The more one reads these amendments and looks at the chaos in the NHS at present the clearer our position is that the Bill should be scrapped and Mr Lansleys laudable aims achieved through other means. The evidence the Bill Committee has received about the success of stroke and cancer networks in improving care and the need for integration show it is unnecessary to legislate to improve health outcomes. The Department of Health GP witness said that fundholding, GP commissioning and practice based commissioning (PBC) had all failed so why change things to bring in the private sector and GPs as commissioners?

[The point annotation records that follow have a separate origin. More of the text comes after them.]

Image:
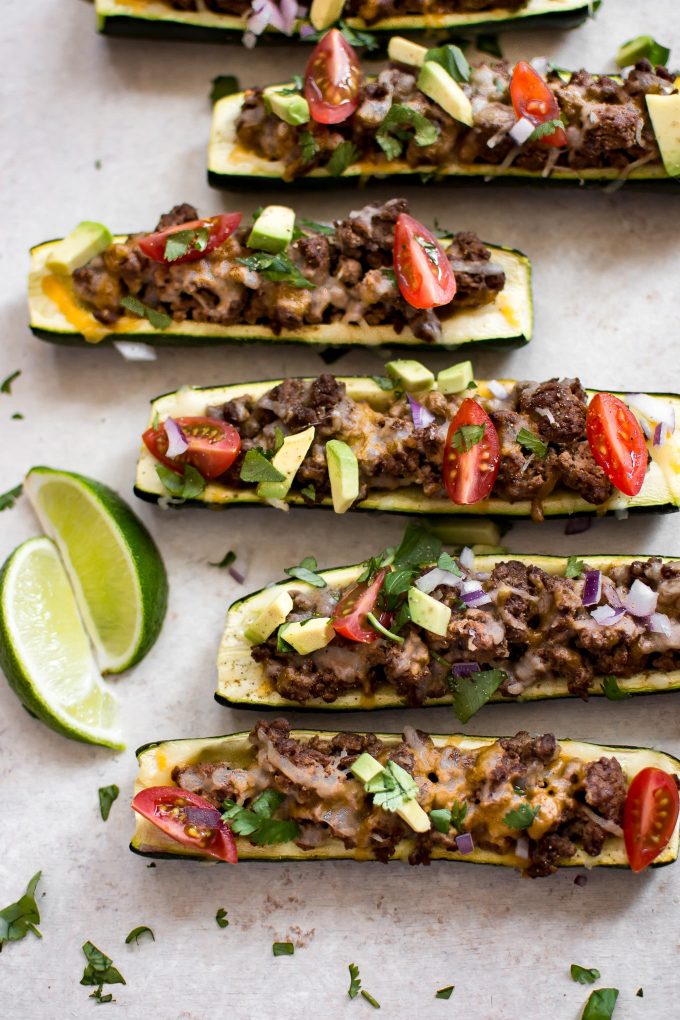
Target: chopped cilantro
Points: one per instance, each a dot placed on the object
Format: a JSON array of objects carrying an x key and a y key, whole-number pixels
[
  {"x": 107, "y": 795},
  {"x": 136, "y": 934},
  {"x": 528, "y": 441},
  {"x": 584, "y": 975},
  {"x": 17, "y": 919},
  {"x": 282, "y": 949},
  {"x": 471, "y": 693},
  {"x": 159, "y": 320},
  {"x": 257, "y": 467},
  {"x": 306, "y": 570}
]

In fact PBC has worked in some areas notably Cumbria where PCTS and GPs have been able to work together satisfactorily. However when one discovers that NHS London are spending £7million paying private companies to train GPs in commissioning it suggests that Mr Lansleys faith in his model of care, that GPs are the people to do commissioning, is misplaced.

Scotland and Wales have got rid of the purchaser provider split and the nonsense of World Class Commissioning and their health services are functioning well. In fact the latest figures from Scotland compared with England show the negative effects of the Purchaser/ Provider split and Payment by Results in driving up hospital activity in England with no improvement in results.

This Bill is a mess and we as ordinary citizens whose voice has not been heard, believe the best thing to do is to withdraw the Bill before any more money is wasted on redundancies, and work to improve existing structures in a collaborative way.